Extended Blood Group Genotyping Among Thai Patients with Repeated Transfusions.

Background: Transfusion of antigen-negative red blood cells (RBCs) is required for patients with chronic transfusions. Due to serological test limitations, genotyping is implemented to find appropriate and compatible blood units. This study aimed to determine extended blood group genotypes to identify antibody specificity and to establish appropriate typing for Thai patients with repeated transfusions.

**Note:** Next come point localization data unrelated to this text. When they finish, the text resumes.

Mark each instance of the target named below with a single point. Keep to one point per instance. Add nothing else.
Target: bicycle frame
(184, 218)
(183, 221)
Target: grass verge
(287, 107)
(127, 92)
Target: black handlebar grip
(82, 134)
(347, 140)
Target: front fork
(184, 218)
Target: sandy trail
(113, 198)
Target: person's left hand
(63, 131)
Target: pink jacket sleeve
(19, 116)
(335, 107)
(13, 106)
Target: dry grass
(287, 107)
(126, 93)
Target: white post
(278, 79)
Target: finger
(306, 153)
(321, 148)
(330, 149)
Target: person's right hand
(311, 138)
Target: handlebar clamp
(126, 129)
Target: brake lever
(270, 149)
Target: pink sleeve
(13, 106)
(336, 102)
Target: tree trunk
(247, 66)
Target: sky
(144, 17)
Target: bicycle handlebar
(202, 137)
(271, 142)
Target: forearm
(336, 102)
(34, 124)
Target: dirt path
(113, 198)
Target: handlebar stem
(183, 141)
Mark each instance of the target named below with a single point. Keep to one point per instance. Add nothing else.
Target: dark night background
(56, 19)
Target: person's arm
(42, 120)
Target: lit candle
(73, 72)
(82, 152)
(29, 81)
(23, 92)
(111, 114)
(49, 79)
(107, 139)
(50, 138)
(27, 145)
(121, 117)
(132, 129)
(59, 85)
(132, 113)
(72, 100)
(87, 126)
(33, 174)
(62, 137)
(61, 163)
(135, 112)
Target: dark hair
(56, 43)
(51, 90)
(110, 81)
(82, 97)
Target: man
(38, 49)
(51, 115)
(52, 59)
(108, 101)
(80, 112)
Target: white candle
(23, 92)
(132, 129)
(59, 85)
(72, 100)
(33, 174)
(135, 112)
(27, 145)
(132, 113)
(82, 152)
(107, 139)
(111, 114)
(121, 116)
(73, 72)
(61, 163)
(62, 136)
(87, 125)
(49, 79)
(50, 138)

Methods: Blood samples obtained from 200 unrelated Thai patients with repeated transfusions, at the Thammasat University Hospital, Pathum Thani, Thailand, were included. The patients had recently received at least three units of donor RBCs within 3 to 12 weeks at the time of blood collection. Extended blood group genotyping using the PCR-sequence-specific primer technique determined KEL*03, KEL*04, DI*A, DI*B, DO*A, DO*B, CO*A, CO*B, CROM*01.12, and CROM*01.-12 alleles.

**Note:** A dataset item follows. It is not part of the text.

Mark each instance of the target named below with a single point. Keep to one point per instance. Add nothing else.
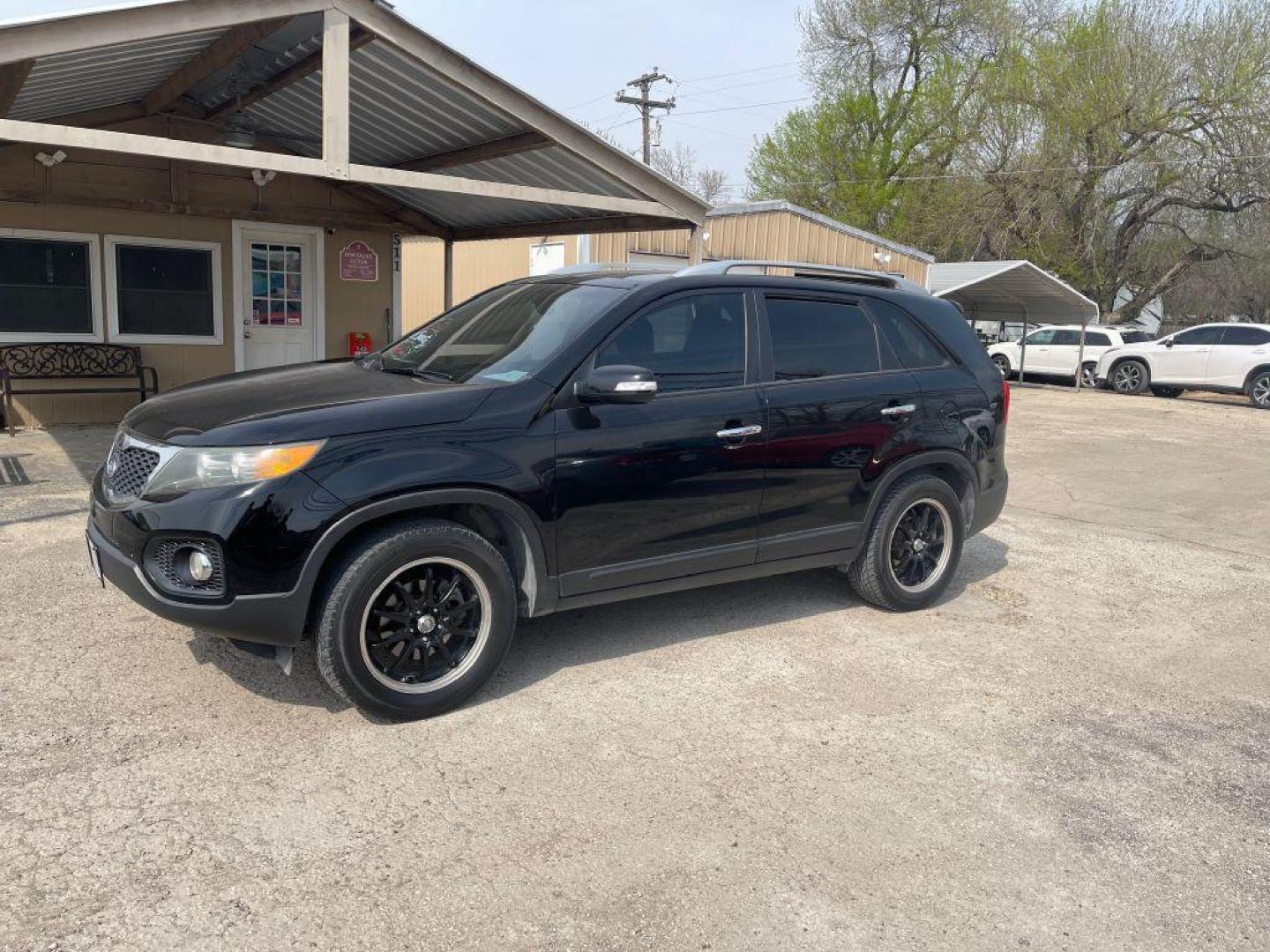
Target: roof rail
(811, 270)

Results: Among 200 patients, no significant difference was found between male and female ratios (p > 0.05). Concerning the antibody production divided by patients' diagnoses, we found that only 2 patients with chronic kidney disease, CKD, (6.3%) had significantly lower antibody detection than patients with thalassemia, hematological and other malignancies, and other disorders (p < 0.05). Based on extended blood group allele patterns among 200 patients and 500 donors, the two common allele patterns were first: KEL*04, DI*B, DO*B, CO*A, and CROM*01.12 (75.0 vs. 71.0%), and second: KEL*04, DI*B, DO*A, DO*B, CO*A, and CROM*01.12 (18.0 vs. 21.6%), consistent with the donor population. As a result, this patient group showed a high chance of identifying matched donors and a low risk of alloimmunization. The prevalence of the DI*A/DI*B heterozygote was observed at 4.6% among 500 donors, corresponding to the high prevalence of anti-Dia in the patient group. Therefore, extended blood group genotypes, particularly the common significant blood group antigens in populations, are helpful among patients requiring repeated transfusions.

Conclusions: Extended blood group genotyping among patients with repeated transfusions should be performed to select antigen-negative RBC transfusions. However, the prevalence of antibody production and the additional blood group antigens corresponding to high-prevalent antibody identification among Thai patients should be a concern in proper blood group selection.